L’orientalisme fait des dégâts. Cette conception essentialiste de l’Orient brillamment dénoncée par Edward Saïd fait toujours le bonheur des néocons adeptes du Choc des Civilisation. Elle fait aussi des émules en France où, sur les ruines du chiraquisme, les atlantistes belliqueux ont épousé les noirs desseins du Pentagone. Richard Labévière épingle l’une des dernières perles de ce mouvement qui s’interroge sur la perte d’influence de la France au Moyen-Orient. Nous trouverons ici quelques éléments de réponse. (IGA)

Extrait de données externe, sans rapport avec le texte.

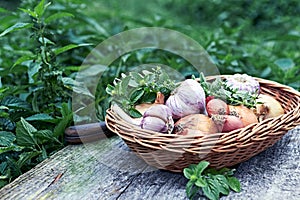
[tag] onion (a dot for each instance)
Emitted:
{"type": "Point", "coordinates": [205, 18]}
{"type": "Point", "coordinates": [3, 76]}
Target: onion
{"type": "Point", "coordinates": [227, 123]}
{"type": "Point", "coordinates": [246, 115]}
{"type": "Point", "coordinates": [195, 124]}
{"type": "Point", "coordinates": [269, 108]}
{"type": "Point", "coordinates": [158, 118]}
{"type": "Point", "coordinates": [143, 107]}
{"type": "Point", "coordinates": [188, 98]}
{"type": "Point", "coordinates": [243, 82]}
{"type": "Point", "coordinates": [217, 107]}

Dans son livre paru à la fin des années 1970 – L’Orientalisme – L’Orient créé par l’Occident – le grand écrivain palestinien Edward Saïd explique comment, à partir de la peinture et de la littérature du XIXème siècle, les pays occidentaux ont produit récits, images et fantasmes conformes aux besoins de la colonisation et de l’impérialisme. Dans le corpus de cette idéologie qu’il appelle L’Orientalisme, Edward Saïd identifie trois champs principaux qui se recoupent : les domaines de la recherche universitaire, de la diplomatie et des médias. Conforme au fameux Choc des civilisations – titre du livre de Samuel Huntington (1996) -, l’Orientalisme fonde une conception « essentialiste » selon laquelle l’Orient et l’Occident seraient ontologiquement et épistémologiquement deux mondes différents radicalement disjoints, parce que de « natures » antagonistes et par conséquent irréconciliables.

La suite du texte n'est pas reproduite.